Ariz. Admin. Code § R9-22-1501 - General Information

A. General. The Administration shall determine eligibility for AHCCCS medical coverage for the following applicants or members using the eligibility criteria and requirements in this Article and Article 3:
1. A person who is aged, blind, or disabled and does not receive SSI cash; and
2. A person terminated from the SSI cash program under R9-22-1505.
B. Definitions. In addition to definitions contained in A.R.S. § 36-2901, the words and phrases in this Chapter have the following meanings unless the context explicitly requires another meaning:

"Aged" means a person who is 65 years of age or older as specified in 42 U.S.C. 1382 c(a)(1)(A).

"Blind" means a person who has been determined blind by the Department of Economic Security, Disability Determination Services Administration, under 42 U.S.C. 1382 c(a)(2) and 42 CFR 435.530 as of October 1, 2012, which are incorporated by reference and on file with the Administration, and available from the U.S. Government Printing Office, Mail Stop: IDCC, 732 N. Capitol Street, NW, Washington, DC, 20401. This incorporation by reference contains no future editions or amendments.

"Disabled" means a person who has been determined disabled by the Department of Economic Security, Disability Determination Services Administration, under 42 U.S.C. 1382 c(a)(3)(A) through (E) and 42 CFR 435.540 as of October 1, 2012, which are incorporated by reference and on file with the Administration, and available from the U.S. Government Printing Office, Mail Stop: IDCC, 732 N. Capitol Street, NW, Washington, DC, 20401. This incorporation by reference contains no future editions or amendments.

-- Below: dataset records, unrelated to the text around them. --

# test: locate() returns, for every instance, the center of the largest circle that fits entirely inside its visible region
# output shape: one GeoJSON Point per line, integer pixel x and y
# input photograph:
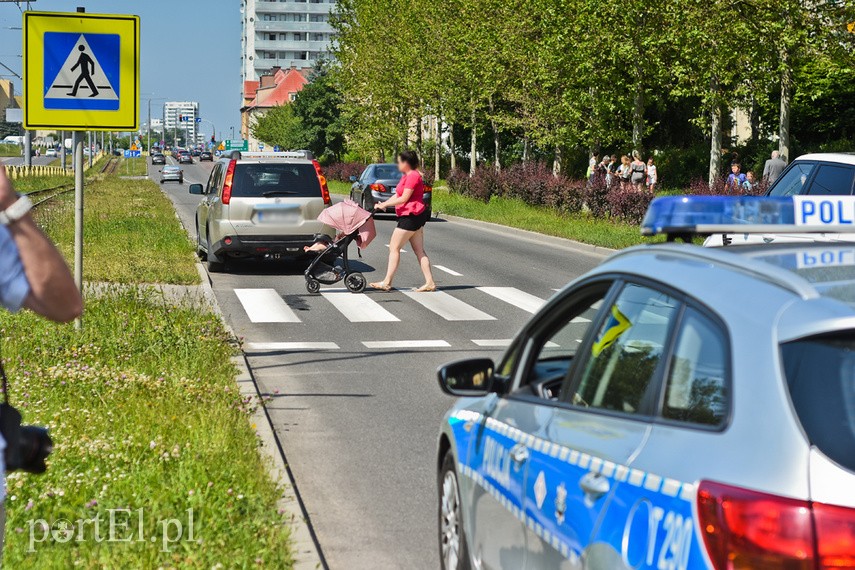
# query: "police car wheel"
{"type": "Point", "coordinates": [454, 553]}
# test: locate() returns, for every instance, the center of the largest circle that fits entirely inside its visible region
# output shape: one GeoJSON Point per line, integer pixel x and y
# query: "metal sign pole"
{"type": "Point", "coordinates": [77, 146]}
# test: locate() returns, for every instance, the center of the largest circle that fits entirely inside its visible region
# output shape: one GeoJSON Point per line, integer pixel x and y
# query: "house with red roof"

C. Confidentiality. The Administration shall maintain the confidentiality of an applicant's or member's records and limit the release of safeguarded information under R9-22-512 .

D. Application process.

1. A person may apply for AHCCCS medical coverage by submitting a signed application to any Administration office or outstation location under R9-22-1406 .

2. The provisions in R9-22-1406(B), (C), and (E) apply to this Section.

3. The application date is the date a signed application is received at any Administration office or outstation location approved by the Director.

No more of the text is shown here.